Some evidence has pointed succinate as an ‘alarming’ signal able to trigger GPR91 to sense immunological danger, causing increased allograft rejection during organ transplantation [21]. As described above, blood level of succinate is increased in the serum of patients after liver transplant [15]. Also, a deficiency on mitochondrial succinate cytochrome C reductase, a genetic condition that leads to an increase in succinate levels on serum, is reported as a need for special attention in transplant procedures, since the donor could possibly transfer this inherited metabolic disorder to the recipient [34]. This is a fundamental concern when the donor has parental consanguinity, an increasing factor for autosomal recessive illnesses such as the above-mentioned one. In addition, a multiorgan failure has been reported in a liver-intestine transplant from a pediatric donor with a succinate- cytochrome C-reductase deficiency, a condition that would lead to an increase in blood succinate level. It has also been demonstrated that a patient with succinate dehydrogenase deficiency, another condition that also leads to extracellular accumulation of succinate, exhibited congestive heart failure [35]. Then, GPR91 antagonism in preservation solution for transplantation could represent, for instance, a real benefit to help preventing rejection or other complications.

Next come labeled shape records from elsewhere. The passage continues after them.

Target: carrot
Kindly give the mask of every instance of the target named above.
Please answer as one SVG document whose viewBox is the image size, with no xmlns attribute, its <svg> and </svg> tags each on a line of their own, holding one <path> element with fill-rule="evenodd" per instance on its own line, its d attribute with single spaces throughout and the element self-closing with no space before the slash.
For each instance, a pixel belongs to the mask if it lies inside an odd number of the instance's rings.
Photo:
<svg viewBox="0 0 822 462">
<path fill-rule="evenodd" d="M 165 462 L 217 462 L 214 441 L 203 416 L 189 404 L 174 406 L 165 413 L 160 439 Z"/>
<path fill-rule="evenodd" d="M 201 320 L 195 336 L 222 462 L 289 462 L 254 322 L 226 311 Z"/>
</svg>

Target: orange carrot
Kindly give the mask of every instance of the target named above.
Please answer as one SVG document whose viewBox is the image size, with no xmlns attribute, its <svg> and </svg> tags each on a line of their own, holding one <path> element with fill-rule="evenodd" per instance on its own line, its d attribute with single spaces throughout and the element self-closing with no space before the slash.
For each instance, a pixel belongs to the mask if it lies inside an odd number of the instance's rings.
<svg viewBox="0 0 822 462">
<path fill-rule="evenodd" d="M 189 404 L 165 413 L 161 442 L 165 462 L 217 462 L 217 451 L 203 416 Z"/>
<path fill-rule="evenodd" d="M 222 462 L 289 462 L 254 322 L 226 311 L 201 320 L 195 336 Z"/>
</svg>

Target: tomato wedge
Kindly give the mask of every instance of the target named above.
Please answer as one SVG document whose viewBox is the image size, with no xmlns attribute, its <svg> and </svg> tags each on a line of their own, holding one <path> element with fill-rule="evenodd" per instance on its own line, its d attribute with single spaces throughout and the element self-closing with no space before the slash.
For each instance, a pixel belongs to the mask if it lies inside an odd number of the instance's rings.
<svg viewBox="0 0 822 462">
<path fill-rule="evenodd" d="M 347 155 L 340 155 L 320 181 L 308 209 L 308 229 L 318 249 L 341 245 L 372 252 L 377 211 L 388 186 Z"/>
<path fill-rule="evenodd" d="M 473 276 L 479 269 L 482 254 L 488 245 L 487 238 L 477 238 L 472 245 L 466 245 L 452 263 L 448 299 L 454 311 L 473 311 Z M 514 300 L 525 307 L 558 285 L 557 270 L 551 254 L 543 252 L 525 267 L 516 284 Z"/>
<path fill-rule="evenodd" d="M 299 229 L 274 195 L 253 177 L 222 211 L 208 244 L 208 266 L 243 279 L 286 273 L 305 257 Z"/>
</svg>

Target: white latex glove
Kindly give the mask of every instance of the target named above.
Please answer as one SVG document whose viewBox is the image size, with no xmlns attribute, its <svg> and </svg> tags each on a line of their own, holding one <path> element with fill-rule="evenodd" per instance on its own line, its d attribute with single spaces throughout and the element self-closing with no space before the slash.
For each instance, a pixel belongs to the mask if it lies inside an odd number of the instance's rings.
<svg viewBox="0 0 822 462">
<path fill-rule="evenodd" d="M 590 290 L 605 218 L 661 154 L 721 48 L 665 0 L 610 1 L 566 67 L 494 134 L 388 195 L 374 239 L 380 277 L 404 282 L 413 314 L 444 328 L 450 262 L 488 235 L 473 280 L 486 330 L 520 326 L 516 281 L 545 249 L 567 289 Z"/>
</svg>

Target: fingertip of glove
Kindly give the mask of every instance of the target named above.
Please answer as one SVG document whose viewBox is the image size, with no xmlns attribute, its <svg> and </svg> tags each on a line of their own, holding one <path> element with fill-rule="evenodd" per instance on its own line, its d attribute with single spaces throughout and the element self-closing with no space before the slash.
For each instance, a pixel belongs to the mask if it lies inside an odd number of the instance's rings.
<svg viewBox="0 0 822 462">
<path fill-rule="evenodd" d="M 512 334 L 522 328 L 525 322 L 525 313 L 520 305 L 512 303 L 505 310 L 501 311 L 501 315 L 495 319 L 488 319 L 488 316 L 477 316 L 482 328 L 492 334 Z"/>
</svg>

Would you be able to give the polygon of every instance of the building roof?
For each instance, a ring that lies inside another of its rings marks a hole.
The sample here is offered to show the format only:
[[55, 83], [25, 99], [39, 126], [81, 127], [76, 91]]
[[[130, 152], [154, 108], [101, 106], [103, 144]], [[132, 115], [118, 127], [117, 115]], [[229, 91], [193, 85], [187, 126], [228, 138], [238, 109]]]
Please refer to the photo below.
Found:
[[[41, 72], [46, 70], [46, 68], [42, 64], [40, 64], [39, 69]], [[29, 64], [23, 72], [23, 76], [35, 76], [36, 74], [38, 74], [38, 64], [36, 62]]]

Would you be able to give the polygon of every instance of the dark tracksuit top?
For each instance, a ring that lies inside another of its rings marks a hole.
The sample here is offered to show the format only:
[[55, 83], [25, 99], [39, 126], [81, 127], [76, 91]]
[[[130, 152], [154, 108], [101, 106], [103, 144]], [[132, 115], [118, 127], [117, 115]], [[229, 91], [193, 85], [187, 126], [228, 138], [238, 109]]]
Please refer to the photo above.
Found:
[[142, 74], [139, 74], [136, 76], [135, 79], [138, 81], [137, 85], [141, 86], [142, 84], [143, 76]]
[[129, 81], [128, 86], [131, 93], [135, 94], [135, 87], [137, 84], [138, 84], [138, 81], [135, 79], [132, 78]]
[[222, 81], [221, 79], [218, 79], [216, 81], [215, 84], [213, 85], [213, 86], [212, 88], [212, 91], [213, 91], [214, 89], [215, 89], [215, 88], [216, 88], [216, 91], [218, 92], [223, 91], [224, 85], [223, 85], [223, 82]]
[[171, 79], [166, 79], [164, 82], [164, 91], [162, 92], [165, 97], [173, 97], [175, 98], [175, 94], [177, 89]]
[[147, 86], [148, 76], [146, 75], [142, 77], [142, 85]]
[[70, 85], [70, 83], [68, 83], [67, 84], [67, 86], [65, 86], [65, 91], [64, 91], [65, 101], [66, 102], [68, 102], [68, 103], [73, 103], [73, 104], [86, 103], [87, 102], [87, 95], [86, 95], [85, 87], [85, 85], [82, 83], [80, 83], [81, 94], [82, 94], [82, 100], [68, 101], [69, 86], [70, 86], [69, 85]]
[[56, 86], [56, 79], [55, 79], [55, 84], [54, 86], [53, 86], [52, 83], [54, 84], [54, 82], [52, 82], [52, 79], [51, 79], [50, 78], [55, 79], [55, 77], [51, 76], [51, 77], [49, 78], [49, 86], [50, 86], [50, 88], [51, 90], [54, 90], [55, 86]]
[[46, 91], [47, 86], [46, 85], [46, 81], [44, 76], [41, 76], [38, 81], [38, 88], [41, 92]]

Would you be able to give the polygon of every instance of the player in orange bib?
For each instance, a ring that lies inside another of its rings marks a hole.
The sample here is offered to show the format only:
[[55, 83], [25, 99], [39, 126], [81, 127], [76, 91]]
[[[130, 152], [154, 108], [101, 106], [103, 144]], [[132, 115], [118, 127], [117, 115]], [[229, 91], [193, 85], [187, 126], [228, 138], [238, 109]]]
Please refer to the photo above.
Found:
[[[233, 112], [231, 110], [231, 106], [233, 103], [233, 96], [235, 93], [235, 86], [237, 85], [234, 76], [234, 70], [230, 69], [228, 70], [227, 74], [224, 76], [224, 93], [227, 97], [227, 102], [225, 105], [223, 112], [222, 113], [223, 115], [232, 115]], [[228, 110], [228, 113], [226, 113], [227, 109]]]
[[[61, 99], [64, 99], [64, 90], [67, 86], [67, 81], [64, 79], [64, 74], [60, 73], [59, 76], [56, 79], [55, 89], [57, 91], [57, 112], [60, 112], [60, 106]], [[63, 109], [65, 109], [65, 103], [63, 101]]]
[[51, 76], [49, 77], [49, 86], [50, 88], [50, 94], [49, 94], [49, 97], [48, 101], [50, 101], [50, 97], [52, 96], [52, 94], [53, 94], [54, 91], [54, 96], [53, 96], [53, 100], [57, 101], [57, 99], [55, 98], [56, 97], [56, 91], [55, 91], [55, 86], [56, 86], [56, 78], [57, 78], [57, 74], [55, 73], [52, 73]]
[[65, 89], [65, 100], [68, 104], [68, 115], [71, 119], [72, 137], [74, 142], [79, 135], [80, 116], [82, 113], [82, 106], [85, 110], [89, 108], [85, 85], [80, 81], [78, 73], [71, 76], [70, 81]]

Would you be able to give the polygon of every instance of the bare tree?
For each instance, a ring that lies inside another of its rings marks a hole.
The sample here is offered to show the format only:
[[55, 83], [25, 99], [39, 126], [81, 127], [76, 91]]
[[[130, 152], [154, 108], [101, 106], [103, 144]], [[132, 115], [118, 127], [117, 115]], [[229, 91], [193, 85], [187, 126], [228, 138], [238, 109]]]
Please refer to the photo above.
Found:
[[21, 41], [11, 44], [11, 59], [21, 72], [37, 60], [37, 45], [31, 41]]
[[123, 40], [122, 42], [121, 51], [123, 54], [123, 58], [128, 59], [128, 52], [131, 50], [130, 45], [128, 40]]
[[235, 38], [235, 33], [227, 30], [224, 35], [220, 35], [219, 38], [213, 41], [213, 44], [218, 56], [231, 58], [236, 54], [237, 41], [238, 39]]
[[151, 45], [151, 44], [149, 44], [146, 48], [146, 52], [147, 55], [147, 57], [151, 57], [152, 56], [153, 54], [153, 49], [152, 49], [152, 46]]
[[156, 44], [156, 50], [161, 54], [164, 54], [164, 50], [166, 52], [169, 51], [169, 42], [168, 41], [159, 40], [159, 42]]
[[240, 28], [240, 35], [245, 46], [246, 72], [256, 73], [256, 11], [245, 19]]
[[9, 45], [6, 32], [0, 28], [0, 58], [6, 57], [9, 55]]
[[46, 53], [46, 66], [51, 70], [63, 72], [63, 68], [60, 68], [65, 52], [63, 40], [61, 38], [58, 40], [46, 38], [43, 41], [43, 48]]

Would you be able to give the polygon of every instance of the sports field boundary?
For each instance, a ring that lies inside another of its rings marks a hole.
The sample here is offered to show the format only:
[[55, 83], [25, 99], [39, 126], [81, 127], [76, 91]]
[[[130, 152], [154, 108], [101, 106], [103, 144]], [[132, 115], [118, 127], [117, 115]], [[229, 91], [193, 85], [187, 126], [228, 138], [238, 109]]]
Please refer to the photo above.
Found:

Thereby, succinate may be a clinical marker for ischemia, and its increase in blood level due to organ transplant should be avoided.

Conclusions

Since the discovery and characterization of GPR91 - a G-protein couple receptor for succinate - a decade ago, succinate signaling through GPR91 increased our understanding of body functions. It is worth to mention that succinate is now more than sole particpant as a metabolic intermediate. It is known that circulating succinate, through GPR91 activation, is extensively involved in several physio-pathological functions, as shown along this review. Thus, succinate may be considered a signaling molecule with a hormone-like function. Since blood succinate level increase mainly due to ischemia/reperfusion, an emerging application during organ transplantation becomes evident. Therefore, understanding better the participation of Krebs cycle intermediates, as signaling molecules, and their relative contribution to each physiological process in which they might be involved, may lead to a clearer understanding of cell function, and to more accurate clinical interventions when necessary.